Acute stroke is a leading cause of death and disability worldwide. Access to specialized stroke centers, intravenous thrombolysis in the acute phase, post-stroke rehabilitation and secondary prevention has proven of great significance in improving outcomes. In this interesting study Huang et al are investigating the impact of socioeconomic status in stroke care looking for associations between median neighbourhood income and parameters of stroke care, focusing on post-hospitalization management. This is a retrospective analysis of 11,000 patients older than 65 years admitted to regional stroke care centers with acute stroke or TIA in Ontario, Canada.

Higher income was found to be associated with increased likelihood of admission to stroke unit, care by a neurologist during hospitalization, referral to specialized secondary stroke prevention clinic and greater number of post-discharge physician visits. Conversely, thrombolysis rates, discharge to inpatient rehabilitation facilities and access to home care nursing, physical and occupational therapy were not affected by the socioeconomic status. Medication adherence was not different among income quintiles, but universally relatively poor, especially with regards to anticoagulation (adherence rate approximately 55%).

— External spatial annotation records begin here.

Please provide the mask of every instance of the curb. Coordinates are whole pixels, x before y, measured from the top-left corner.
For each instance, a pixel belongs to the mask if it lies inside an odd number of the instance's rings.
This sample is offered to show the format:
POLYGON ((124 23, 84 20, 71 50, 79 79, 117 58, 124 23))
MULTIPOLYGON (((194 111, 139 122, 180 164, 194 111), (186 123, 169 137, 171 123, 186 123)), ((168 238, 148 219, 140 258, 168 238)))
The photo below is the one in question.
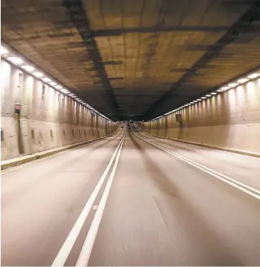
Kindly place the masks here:
POLYGON ((96 139, 88 140, 88 141, 84 141, 84 142, 74 143, 73 145, 69 145, 69 146, 63 146, 63 147, 61 147, 58 149, 54 148, 55 150, 52 150, 52 151, 47 150, 47 151, 44 151, 44 152, 39 152, 39 153, 37 153, 34 155, 31 155, 31 156, 29 156, 26 158, 20 158, 19 159, 19 158, 16 158, 16 160, 14 159, 14 161, 8 162, 8 163, 1 163, 1 170, 5 170, 8 168, 15 167, 16 166, 24 164, 24 163, 29 162, 29 161, 36 161, 36 159, 45 158, 45 157, 47 157, 47 156, 51 156, 51 155, 56 154, 56 153, 60 153, 60 152, 65 151, 66 150, 73 149, 73 148, 75 148, 78 146, 87 145, 88 143, 93 143, 96 141, 101 140, 101 139, 112 136, 116 133, 117 133, 119 129, 119 128, 118 128, 117 130, 114 134, 110 134, 109 136, 107 136, 99 137, 99 138, 96 138, 96 139))
POLYGON ((243 150, 228 148, 224 148, 224 147, 221 147, 221 146, 206 145, 204 143, 190 142, 190 141, 183 141, 183 140, 178 140, 178 139, 169 138, 166 138, 166 137, 157 136, 154 136, 153 134, 148 134, 145 131, 143 131, 143 133, 147 134, 148 136, 157 137, 157 138, 162 138, 162 139, 171 140, 171 141, 174 141, 176 142, 184 143, 187 143, 187 144, 189 144, 189 145, 201 146, 201 147, 204 147, 204 148, 211 148, 211 149, 220 150, 220 151, 227 151, 227 152, 236 153, 237 154, 245 155, 245 156, 253 156, 254 158, 260 158, 260 153, 257 153, 257 152, 254 153, 254 152, 250 152, 250 151, 244 151, 243 150))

There are some points that merit highlighting:

Though there were differences that reached statistical significance, the absolute differences were small (for instance, patients in the higher income quintile had a mean number of 4.5 physician visits versus 4.2 for the lower quintile, which nevertheless yielded a p value of <0.001).

Although the parameters investigated are known to influence stroke outcome, the ultimate question remains whether functional outcome and mortality rate are affected. Therefore, strictly speaking, only indirect extrapolations pertaining to this particular issue can be made from the current study.

Most importantly, the study was conducted with in a very specific healthcare model context with widely available access to specialized stroke services. The results are therefore applicable to settings with similarly organized stroke care, but it is questionable whether they are representative of lower income countries or even high-income societies with deeper socioeconomic disparities and fragmented healthcare systems.

Stroke’s impact on individual patients and the society as a whole is tremendous with an intricate correlation to socioeconomic status; more specifically, evidence suggests that stroke outcome is inversely related to income stratum. One interpretation of the results of this interesting study is that existence of a universal healthcare system with organized, readily and widely available stroke care resources can attenuate the effect of economic inequality on stroke care accessibility and disease outcome.